Monkeys and the American Psyche
-- Scientific American says the reprogramming of adult rhesus monkey (see photo) stem cells into embryonic stem cells is one of the top 25 scientific stories of 2007, but that doesn't mean much to the public. The overwhelming majority of Americans has never heard of the research. So says the first poll taken since the announcement of the research results in November. According to the survey by the Virginia Commonwealth University, only 38 percent of those polled had heard of the reprogramming results. The implications for stem cell advocates? They have a long way to go before this stuff is entrenched in the American psyche.

Finding The Worthy
– The topic of stem cell research grants to businesses came up recently in the Biopolitical Times, a blog produced by the Center for Genetics and Society. Jesse Reynolds wrote that the California stem cell agency should resist efforts by businesses to lower revenue-sharing requirements that might be linked to grants to the private sector. He also wrote:
"Although there is likely not enough current stem cell research capacity in California to warrant $300 million in grants per year, there's no effective mechanism to prevent as much money going out the door as possible, regardless of the research's quality. The CIRM's governing board is dominated by representatives of grant recipients - from the public, nonprofit, and corporate sectors alike."

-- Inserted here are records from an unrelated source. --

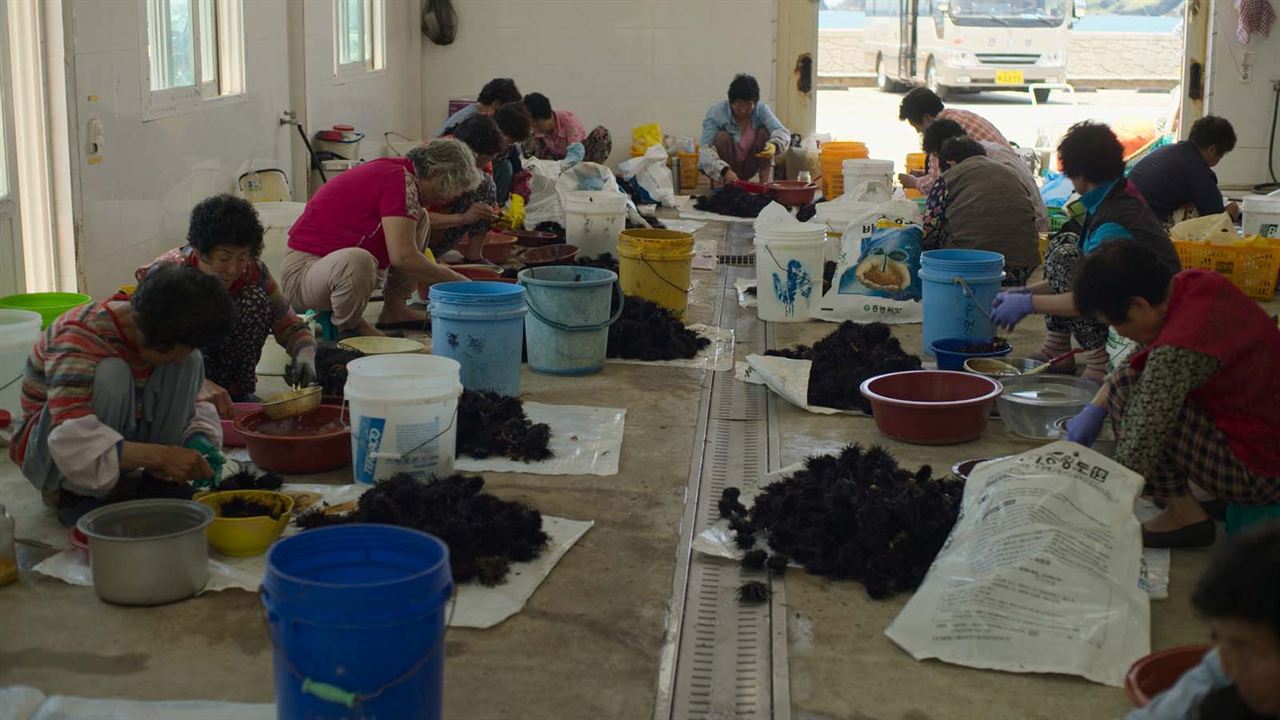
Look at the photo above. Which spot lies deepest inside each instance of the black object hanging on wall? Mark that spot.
(439, 21)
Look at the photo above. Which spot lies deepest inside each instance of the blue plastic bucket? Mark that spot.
(950, 358)
(357, 618)
(567, 326)
(949, 309)
(479, 324)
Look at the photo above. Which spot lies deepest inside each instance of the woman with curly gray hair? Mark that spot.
(368, 220)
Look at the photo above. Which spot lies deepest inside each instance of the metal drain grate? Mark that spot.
(722, 659)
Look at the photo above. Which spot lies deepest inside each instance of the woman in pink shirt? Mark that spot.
(554, 131)
(368, 220)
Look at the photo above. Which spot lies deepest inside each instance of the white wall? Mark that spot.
(618, 63)
(382, 101)
(136, 201)
(1247, 104)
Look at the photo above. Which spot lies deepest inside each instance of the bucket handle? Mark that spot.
(336, 695)
(969, 294)
(659, 276)
(411, 451)
(617, 295)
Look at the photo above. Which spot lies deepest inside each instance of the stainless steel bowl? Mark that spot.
(1024, 364)
(147, 551)
(1032, 405)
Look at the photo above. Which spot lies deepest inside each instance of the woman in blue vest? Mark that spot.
(1110, 209)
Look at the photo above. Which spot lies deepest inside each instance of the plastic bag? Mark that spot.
(544, 204)
(1215, 229)
(644, 137)
(1040, 573)
(1057, 191)
(652, 173)
(878, 270)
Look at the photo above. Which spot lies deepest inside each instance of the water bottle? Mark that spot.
(8, 551)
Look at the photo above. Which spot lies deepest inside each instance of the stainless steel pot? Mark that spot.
(147, 551)
(1031, 405)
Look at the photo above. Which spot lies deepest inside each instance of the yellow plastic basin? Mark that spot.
(243, 537)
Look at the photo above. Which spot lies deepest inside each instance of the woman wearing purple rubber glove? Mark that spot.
(1197, 401)
(1109, 210)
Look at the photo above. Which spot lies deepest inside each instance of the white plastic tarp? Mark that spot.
(586, 441)
(478, 606)
(1038, 574)
(716, 356)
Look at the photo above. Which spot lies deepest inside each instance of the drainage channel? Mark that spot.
(722, 659)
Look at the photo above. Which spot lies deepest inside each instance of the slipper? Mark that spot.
(420, 326)
(1197, 534)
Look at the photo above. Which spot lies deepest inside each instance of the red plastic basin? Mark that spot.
(534, 238)
(792, 192)
(320, 441)
(931, 406)
(1157, 671)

Nearly three years, one anonymous writer from the world of academic science in California expressed a similar reservation about whether there is enough good stem cell science worthy of funding in California. More recently some on the Oversight Committee have expressed concern about maintaining the quality of the research that is being funded. However, this is not a subject likely to be discussed freely in public by folks at CIRM. To do so could appear to be casting doubts on the agency's mission.